Deng et al. [34] 2023 Overcoming obstacles such small infected spots and hazy borders in order to accomplish quantitative identification and accurate segmentation of tomato leaf diseases. MC-UNet incorporates Cross-layer Attention Fusion, Multi-scale Convolution, SoftPool, and SeLU activation. Accuracy 91.32%
Divyanth et al. [74] 2023 To precisely locate, divide, and assess the severity of maize disease lesions in challenging field settings. Two-phase method for semantic segmentation that combines DeepLabV3+ and U-Net. Accuracy 96%
Zhu et al. [75] 2024 To enhance apple leaf disease segmentation in intricate settings with inconsistent lighting and overlapping leaves. LD-DeepLabv3+, a two-stage system with adaptive loss and attention processes 98.70% IoU for leaf segmentation and 86.56% IoU for spot extraction
Taji et al. [76] 2023 To better detect and manage plant diseases by classifying and segmenting them. Hybrid model that combines instance/semantic segmentation, transfer learning, and GAN Accuracy 98.78%
Yue et al. [77] 2023 To segment contaminated tomatoes in real time for harvesting and leaf health monitoring. Improved YOLOv8s-Seg using feature fusion, RepBlock, and SimConv. F1-score: 88.7%, mAP at 0.5: 92.2%, inference time: 3.5 ms

Conventional FCN: A unique approach to segmenting leaf diseases of maize crop is based on complete convolution neural networks was presented by Wang et al. [70] in response to the difficulty that typical computer/machine vision is sensitive to changing lighting and complicated backgrounds. This novel method’s accuracy of segmentation technique was 96.26%. Wang et al. [78] suggested a method for classifying pests and plant diseases relying on enhanced fully convolutional model (FCN). After a convolution layer had collected feature information from multiple layers from the leaf lesion image of maize crop, this approach performed a deconvolution operation to restore the dimension and clarity of the original image. The accuracy rate was 95.87%, the small affected area’s segmentation was highlighted, and the lesion’s integrity was ensured in comparison to the first FCN technique.

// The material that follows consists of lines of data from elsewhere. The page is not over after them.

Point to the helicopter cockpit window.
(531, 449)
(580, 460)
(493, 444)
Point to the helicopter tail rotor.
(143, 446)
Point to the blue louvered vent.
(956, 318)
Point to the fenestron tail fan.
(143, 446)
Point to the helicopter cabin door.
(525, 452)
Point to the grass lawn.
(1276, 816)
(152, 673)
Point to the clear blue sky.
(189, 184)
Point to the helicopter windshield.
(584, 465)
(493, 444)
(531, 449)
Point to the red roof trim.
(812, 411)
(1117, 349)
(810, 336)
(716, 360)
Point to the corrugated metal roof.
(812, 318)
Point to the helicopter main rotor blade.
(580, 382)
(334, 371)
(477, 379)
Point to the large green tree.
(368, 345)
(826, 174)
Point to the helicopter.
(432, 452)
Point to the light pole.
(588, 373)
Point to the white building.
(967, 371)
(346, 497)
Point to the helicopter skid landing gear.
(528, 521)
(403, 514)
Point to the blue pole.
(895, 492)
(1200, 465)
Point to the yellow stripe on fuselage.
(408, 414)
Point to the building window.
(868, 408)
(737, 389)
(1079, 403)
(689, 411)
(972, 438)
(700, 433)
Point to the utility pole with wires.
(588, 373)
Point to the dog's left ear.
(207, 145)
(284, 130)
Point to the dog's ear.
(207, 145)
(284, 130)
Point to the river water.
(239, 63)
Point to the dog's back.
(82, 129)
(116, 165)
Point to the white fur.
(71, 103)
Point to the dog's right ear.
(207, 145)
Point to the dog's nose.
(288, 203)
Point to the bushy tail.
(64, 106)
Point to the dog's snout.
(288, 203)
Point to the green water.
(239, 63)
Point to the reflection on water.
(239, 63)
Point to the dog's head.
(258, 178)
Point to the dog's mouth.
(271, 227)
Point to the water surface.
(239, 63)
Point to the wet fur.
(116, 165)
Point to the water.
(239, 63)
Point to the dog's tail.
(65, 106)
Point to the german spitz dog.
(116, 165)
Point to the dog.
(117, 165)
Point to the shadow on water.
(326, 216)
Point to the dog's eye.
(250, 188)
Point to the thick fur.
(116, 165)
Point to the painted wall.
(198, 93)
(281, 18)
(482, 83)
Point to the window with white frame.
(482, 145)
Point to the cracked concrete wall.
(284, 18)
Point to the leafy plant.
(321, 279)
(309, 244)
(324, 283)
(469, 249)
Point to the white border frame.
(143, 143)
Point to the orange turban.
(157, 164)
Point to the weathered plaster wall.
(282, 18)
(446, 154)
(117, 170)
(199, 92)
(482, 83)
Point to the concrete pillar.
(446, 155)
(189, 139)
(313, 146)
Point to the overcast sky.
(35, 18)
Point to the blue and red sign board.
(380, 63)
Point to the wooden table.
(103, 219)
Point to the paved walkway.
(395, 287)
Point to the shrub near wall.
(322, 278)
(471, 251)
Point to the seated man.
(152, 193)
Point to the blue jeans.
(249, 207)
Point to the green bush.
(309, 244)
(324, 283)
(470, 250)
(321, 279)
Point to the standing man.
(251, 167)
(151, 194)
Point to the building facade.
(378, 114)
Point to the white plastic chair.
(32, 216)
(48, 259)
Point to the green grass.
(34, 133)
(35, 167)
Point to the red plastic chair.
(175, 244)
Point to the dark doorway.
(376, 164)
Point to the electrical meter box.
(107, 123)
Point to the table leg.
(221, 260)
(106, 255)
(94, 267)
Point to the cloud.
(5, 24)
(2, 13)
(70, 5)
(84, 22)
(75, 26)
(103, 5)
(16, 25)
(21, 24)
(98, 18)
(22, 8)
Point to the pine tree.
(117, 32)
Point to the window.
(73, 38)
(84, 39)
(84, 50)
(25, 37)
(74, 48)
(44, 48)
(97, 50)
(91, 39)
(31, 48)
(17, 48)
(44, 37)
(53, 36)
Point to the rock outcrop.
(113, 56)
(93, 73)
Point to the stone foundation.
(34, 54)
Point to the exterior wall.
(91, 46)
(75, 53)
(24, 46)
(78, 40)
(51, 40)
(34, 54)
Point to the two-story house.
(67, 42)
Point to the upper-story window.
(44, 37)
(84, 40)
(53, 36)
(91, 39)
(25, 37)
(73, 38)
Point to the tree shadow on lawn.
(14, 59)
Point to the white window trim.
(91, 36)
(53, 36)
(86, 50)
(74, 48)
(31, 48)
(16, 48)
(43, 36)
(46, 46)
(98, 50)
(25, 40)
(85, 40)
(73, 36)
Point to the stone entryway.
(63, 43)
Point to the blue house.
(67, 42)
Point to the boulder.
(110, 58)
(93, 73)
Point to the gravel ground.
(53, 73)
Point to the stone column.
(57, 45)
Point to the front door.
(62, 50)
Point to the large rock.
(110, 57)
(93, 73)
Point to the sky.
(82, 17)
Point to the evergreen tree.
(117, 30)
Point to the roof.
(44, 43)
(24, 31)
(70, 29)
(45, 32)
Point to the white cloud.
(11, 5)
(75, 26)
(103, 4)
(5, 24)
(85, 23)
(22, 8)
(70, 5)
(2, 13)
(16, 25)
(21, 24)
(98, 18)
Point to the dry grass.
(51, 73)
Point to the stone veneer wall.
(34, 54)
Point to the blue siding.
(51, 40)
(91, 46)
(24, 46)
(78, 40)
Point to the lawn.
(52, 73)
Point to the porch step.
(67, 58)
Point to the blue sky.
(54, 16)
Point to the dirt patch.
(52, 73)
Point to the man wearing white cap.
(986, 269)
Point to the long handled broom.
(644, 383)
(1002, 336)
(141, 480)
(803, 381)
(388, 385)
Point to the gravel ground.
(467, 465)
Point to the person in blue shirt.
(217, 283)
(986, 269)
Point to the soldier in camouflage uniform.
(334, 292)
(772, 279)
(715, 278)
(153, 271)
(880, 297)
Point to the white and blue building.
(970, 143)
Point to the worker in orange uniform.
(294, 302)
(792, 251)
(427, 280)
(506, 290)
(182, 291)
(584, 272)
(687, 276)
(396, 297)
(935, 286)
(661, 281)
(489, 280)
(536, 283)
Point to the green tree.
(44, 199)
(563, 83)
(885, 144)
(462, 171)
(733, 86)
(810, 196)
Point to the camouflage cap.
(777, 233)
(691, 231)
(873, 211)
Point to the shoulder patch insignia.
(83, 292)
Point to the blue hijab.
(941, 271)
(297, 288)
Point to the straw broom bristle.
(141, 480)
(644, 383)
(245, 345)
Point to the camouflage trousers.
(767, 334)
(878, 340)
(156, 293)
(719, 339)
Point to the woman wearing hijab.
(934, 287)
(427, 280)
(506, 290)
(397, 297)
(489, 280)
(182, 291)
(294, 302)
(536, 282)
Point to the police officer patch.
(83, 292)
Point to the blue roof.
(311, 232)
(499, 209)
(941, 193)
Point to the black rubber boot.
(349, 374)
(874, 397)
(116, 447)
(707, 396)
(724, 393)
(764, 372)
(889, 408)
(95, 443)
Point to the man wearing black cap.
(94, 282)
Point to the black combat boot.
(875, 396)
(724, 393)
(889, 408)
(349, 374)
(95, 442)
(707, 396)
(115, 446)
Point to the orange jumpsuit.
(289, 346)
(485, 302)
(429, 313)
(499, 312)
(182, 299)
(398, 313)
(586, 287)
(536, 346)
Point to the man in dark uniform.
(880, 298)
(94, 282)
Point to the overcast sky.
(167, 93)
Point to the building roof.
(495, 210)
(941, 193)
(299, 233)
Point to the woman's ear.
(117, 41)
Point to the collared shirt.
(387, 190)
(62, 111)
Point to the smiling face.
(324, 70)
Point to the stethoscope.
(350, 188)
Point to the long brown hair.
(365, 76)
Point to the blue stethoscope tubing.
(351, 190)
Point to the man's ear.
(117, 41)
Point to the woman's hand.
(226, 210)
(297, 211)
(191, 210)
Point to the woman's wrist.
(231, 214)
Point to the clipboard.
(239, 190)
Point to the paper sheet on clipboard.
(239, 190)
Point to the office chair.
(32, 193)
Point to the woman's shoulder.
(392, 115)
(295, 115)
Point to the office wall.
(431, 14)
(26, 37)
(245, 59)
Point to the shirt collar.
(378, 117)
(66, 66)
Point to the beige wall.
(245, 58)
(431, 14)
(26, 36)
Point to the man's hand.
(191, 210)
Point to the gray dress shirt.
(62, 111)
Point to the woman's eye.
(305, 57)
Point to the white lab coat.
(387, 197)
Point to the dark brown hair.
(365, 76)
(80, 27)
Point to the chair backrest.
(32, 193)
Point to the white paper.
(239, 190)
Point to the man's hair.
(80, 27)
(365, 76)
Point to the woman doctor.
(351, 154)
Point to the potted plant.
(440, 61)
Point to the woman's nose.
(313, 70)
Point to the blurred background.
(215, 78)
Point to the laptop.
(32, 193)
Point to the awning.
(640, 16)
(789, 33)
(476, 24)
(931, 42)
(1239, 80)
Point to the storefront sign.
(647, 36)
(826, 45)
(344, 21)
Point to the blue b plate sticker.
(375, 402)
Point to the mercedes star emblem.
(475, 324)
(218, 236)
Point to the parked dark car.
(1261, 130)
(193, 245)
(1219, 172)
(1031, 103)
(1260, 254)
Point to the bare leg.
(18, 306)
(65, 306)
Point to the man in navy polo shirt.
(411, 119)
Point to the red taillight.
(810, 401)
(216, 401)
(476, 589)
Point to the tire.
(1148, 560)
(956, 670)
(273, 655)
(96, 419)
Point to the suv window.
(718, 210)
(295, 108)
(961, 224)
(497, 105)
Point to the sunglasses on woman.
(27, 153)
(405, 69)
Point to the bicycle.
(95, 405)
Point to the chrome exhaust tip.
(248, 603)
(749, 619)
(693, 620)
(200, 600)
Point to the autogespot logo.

U-Net: U-Net is a conventional FCN structure in addition to an encoder-decoder structure. In order to facilitate the recovery of segmentation information, it is characterized by the introduction of a layer-hopping connection that links the feature map from the coding step with that from the decoding stage. Fifty cucumber powdery mildew leaves that were collected in a natural setting were separated using a U-Net based convolutional neural network by Lin et al. [68]. To safeguard the neural network against weight initialization, a batch normalization layer has been added to each convolution layer, in contrast to the original U-Net. The investigation demonstrates that the convolutional neural network based on U-Net is superior to the RF i.e. random forest, K-means, and GBDT techniques currently in use for effectively segmenting powdery mildew on cucumber leaves at the pixel level, with an average pixel accuracy of 96.08%. With fewer samples, the U-Net technique can segment the lesion site in a complicated backdrop rapidly and precisely. The network structure of U-Net is shown in Fig. 6.

Seg-Net: A traditional encoder-decoder architecture is also included. One of its features is that the decoder’s up sampling operation uses the index of the encoder’s largest pooling operation. An algorithm for segmenting images for unmanned aerial vehicles was proposed by the authors in [71]. Seg-Net was used to segment 480 samples of visible and infrared pictures into four categories: healthy, symptomatic, shadows, and ground. On grapevines and leaves, the recommended method’s detection rates were 92% and 87%, respectively. The network structure of Seg-Net is shown in Fig. 7.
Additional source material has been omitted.